Health Department: EPA has signed off on Allegheny County wet weather plan

Jamie Martines
The Allegheny County Sanitary Authority’s wastewater treatment plant along the Ohio River.

The federal Environmental Protection Agency has signed off on a long-awaited plan for managing storm water issues, Allegheny County Health Department officials announced Wednesday during a Board of Health meeting.

The details of the Allegheny County Sanitary Authority’s Wet Weather Plan, which has been in the works since a 2008 consent decree from the EPA mandated that the sewage plant bring storm water infrastructure into compliance, will be released on Sept. 19, said Jim Kelly, deputy director of environmental health.

A Sept. 19 press conference will be the first time details of the plan — which has previously been priced at over $2 billion — will be made available to the public. A 60-day public comment period and meetings with municipal officials will follow, Kelly said.

“The municipalities that are affected by this, they are the ones that are going to have to incorporate these changes,” he said.

Alcosan serves much of Allegheny County. Joseph Vallarian, a spokesperson for Alcosan, declined to comment on details of the plan or the press conference.

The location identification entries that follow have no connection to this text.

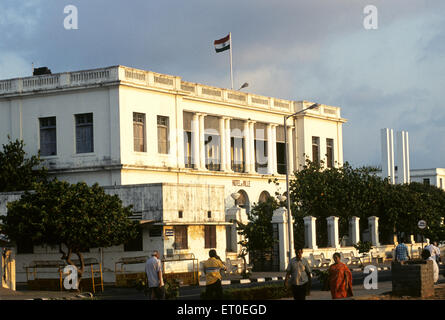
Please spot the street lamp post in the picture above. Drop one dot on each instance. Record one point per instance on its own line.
(289, 215)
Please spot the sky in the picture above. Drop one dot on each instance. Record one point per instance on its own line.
(315, 50)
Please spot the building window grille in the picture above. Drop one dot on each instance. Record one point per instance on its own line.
(210, 237)
(48, 136)
(180, 237)
(281, 150)
(84, 133)
(163, 128)
(188, 151)
(139, 132)
(261, 152)
(237, 143)
(212, 143)
(316, 150)
(330, 153)
(135, 244)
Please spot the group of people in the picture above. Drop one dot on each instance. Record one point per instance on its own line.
(430, 252)
(212, 270)
(300, 275)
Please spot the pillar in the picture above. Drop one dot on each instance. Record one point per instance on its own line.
(252, 146)
(355, 230)
(222, 143)
(233, 215)
(227, 142)
(402, 157)
(290, 159)
(333, 232)
(269, 150)
(201, 142)
(280, 218)
(247, 146)
(195, 141)
(309, 232)
(374, 230)
(274, 149)
(387, 137)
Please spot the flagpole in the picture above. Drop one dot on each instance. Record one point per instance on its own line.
(231, 70)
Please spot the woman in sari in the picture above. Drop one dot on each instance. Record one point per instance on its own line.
(340, 279)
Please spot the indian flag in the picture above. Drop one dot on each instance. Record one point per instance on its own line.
(222, 44)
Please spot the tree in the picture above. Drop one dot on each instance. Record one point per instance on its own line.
(18, 173)
(258, 232)
(343, 192)
(74, 217)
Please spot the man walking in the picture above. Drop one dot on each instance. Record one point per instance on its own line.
(153, 270)
(212, 269)
(401, 253)
(299, 272)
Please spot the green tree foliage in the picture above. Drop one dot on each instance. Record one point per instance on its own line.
(18, 173)
(345, 192)
(74, 217)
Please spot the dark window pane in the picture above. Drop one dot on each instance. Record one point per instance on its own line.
(180, 237)
(135, 244)
(48, 137)
(84, 133)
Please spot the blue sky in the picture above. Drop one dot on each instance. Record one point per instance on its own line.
(315, 50)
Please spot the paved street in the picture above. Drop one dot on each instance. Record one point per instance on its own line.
(193, 292)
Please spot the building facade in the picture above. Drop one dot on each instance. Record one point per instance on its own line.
(120, 126)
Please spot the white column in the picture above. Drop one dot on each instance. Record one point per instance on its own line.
(402, 157)
(228, 146)
(201, 142)
(246, 145)
(252, 146)
(333, 232)
(355, 230)
(233, 215)
(291, 150)
(310, 232)
(374, 230)
(387, 137)
(280, 217)
(269, 149)
(195, 141)
(222, 143)
(274, 149)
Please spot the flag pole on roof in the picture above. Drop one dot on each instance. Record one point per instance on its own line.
(224, 44)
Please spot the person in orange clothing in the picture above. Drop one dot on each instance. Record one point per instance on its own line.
(212, 269)
(340, 279)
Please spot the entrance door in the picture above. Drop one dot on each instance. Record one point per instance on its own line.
(276, 249)
(8, 269)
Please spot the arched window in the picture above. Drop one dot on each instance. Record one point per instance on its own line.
(264, 196)
(243, 200)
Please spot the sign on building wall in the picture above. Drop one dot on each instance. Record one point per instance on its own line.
(240, 183)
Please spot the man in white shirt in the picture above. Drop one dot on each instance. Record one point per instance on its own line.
(153, 269)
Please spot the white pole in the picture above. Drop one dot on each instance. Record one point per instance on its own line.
(231, 71)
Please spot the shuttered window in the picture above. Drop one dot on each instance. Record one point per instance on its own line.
(330, 153)
(187, 127)
(84, 133)
(48, 137)
(316, 150)
(139, 132)
(261, 151)
(180, 237)
(163, 145)
(210, 237)
(281, 150)
(237, 145)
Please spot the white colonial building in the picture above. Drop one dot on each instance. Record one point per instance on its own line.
(120, 126)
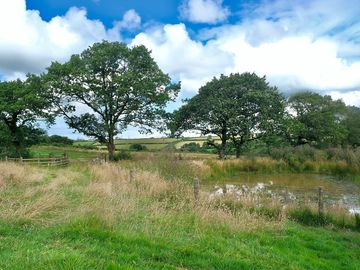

“I can’t say anything,” Vallarian said Thursday. “The federal government has asked us to keep everything confidential.”

The consent decree issued by the EPA in 2008 required Alcosan to update infrastructure in order to prevent sewage and stormwater overflow into waterways.

An early draft of the plan, priced at $3.6 billion, was rejected by the EPA for being too costly. By 2015, progress on the plan continued to slow even as Alcosan raised rates to pay for the plan, which at the time was projected to cut 9 billion gallons of wastewater overflow to between 4 and 5 billion gallons by 2026.

Alcosan is funded primarily by ratepayers.

Alcosan was also previously working to renegotiate the plan to include more green infrastructure and flexibility to alter the plan as wastewater technology improves.